Bezirkssportanlage Oststraße (Hartplatz 1), Mühlbachstraße 1, 45891 Gelsenkirchen-Erle

Tore: : 0:1 Adi Cetera (20.), 0:2 Thomas Dannowski (30.), 0:3 Marc-Philipp Hentschel (48.),
1:3 Torschütze nicht bekannt (65.), 1:4 Sascha Höhle (80.)

Zuschauer: 150

Food: Bockwurst mit Toast - nicht die klassische Stadionkost, aber durchaus lecker.

       

Kurzen Prozess machte der ambitionierte Landesligist SV Zweckel in der dritten Runde des Kreispokals mit dem A-Ligisten SpVgg Erle 19. Unter dem neuen, alten Trainer Guido Naumann - dieser hatte Zweckel im letzten Jahr in die Landesliga geführt und wurde vom Club nun nach der Niederlage im Spitzenspiel gegen den SV Dorsten-Hardt zurückgeholt - gewann der SVZ vollkommen verdient mit 4:1. Bei typischer Kreispokal-Atmosphäre - rote Asche, schummriges Flutlicht und Kampf um jeden Meter – begannen die Gastgeber sehr engagiert und wollten den Zweckelern mit Härte den Schneid abkaufen. Diese hielten jedoch gut dagegen und gingen durch einen sehenswerten Treffer von Cetera in Führung. Als Dannowski noch vor der Pause auf 2:0 erhöhte, waren die Weichen für die Gäste bereits deutlich auf Sieg gestellt. Kurz nach Wiederbeginn war es dann Hentschel, der das 3:0 erzielte und den Sack endgültig zu machte. Die Gastgeber kamen immerhin noch zum Anschlusstreffer, aber eine Viertelstunde später stellte Sascha Höhle, mit seinem Treffer zum 4:1, den alten Abstand wieder her.

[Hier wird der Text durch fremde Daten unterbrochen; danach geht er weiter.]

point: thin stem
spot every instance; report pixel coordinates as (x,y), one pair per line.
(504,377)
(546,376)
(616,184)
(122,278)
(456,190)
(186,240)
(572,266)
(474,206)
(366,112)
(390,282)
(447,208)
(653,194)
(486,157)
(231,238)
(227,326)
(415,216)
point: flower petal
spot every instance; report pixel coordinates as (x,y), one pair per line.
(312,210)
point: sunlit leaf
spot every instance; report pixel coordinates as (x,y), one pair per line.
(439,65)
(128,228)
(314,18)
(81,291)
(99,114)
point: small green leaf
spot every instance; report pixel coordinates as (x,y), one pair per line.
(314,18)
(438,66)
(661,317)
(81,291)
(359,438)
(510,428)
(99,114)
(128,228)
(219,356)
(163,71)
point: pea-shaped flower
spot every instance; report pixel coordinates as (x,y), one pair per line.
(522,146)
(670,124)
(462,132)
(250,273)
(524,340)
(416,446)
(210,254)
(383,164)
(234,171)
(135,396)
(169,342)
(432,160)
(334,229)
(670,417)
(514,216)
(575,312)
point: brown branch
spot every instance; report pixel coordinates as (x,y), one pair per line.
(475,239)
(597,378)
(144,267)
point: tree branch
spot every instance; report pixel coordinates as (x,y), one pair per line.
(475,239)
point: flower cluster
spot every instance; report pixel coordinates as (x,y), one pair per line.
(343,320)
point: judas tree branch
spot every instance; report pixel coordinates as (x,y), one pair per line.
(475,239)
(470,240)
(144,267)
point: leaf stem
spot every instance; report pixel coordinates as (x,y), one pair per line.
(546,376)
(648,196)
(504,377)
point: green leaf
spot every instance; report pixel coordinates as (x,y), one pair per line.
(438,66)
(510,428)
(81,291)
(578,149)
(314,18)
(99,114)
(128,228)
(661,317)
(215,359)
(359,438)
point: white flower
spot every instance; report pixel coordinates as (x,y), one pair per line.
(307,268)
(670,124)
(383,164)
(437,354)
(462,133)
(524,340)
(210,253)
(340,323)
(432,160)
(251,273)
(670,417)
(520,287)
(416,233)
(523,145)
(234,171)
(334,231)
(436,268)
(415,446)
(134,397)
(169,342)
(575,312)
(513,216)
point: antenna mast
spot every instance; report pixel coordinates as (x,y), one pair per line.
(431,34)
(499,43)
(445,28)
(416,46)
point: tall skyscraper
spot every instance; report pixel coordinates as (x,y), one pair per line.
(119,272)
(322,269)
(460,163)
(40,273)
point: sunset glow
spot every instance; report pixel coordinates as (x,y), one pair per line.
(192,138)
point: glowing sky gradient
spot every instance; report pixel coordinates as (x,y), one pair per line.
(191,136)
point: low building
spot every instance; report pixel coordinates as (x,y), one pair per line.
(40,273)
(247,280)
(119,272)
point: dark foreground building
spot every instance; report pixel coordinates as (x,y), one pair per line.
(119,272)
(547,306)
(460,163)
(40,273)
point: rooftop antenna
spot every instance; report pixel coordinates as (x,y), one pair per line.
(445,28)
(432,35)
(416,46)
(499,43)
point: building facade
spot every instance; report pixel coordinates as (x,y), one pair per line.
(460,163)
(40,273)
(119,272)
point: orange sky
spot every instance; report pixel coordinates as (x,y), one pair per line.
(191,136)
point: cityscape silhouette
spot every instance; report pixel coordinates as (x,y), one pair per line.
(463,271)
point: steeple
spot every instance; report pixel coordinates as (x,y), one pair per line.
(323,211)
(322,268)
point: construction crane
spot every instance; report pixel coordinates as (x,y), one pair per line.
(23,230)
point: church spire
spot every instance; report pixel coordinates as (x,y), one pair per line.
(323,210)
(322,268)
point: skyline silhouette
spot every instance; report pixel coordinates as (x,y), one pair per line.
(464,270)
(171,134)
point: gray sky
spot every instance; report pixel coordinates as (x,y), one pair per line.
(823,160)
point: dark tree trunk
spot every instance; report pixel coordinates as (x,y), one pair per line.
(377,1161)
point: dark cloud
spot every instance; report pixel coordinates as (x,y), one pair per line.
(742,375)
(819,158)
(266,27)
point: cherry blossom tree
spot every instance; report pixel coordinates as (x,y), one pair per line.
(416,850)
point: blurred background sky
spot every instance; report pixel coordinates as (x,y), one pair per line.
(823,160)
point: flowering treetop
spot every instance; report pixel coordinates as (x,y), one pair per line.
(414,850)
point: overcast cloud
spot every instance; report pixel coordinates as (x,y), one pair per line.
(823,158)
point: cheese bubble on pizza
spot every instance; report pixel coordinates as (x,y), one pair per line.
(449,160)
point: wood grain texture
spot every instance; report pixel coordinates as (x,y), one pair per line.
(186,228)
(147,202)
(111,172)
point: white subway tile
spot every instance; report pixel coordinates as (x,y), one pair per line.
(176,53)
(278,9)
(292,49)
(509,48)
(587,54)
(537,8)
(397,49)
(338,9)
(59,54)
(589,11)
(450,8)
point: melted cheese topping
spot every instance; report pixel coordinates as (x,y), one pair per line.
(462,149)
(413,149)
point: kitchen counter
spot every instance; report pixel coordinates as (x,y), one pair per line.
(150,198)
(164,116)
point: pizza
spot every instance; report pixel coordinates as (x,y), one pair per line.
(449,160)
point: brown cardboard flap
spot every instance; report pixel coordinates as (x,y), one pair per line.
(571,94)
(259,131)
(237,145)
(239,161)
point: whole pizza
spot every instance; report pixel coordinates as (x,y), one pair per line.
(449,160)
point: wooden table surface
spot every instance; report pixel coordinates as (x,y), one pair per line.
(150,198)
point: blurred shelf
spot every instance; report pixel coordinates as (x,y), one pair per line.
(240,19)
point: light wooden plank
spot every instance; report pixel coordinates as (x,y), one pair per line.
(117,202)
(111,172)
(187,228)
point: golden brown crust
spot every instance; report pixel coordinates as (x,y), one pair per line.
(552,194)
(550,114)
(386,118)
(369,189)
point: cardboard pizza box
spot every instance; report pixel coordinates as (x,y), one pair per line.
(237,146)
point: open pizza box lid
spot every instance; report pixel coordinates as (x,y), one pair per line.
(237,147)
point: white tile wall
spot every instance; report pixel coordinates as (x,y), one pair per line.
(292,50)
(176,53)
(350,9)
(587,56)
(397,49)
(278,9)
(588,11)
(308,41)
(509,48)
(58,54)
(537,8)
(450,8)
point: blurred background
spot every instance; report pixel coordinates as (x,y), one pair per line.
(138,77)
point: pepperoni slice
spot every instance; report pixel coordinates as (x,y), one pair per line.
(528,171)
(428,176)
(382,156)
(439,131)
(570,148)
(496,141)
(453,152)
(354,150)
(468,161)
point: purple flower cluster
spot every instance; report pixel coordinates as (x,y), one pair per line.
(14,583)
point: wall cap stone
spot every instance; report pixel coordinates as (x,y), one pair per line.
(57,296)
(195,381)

Die Bezirkssportanlage Oststraße im Gelsenkirchener Stadtteil Erle – Heimat der Vereine DJK Eintracht Erle 1928, SpVgg Erle 1919 und der Jugend des Erler SV 08 - besteht aus insgesamt drei Plätzen. Im Mittelpunkt der Anlage steht dabei ein recht altes Stadion mit unüberdachter Sitztribüne, umlaufenden Stehrängen und einem Fassungsvermögen von rund 8.000 Zuschauern. Leider verfügt dieser Platz mit Naturrasen und Laufbahn nicht über Flutlicht, so dass die heutige Partie auf dem Hartplatz 1 – dem so genannten „19er“ Platz stattfand. Dieser bietet außer den Containern mit Umkleiden, Vereinsheim und Bierbude allerdings keinen nennenswerten Ausbau. Bei dem dritten Spielfeld handelt es sich um einen erst kürzlich eröffneten Kunstrasenplatz, der hauptsächlich von den Jugendabteilungen der drei Vereine genutzt wird. Interessanterweise besitzt die Bezirkssportanlage sogar eine eigene Webseite, auf der sich neben der Telefonnummer und Mail-Adresse des Platzwartes auch die Belegungs- und Anstoßzeiten finden.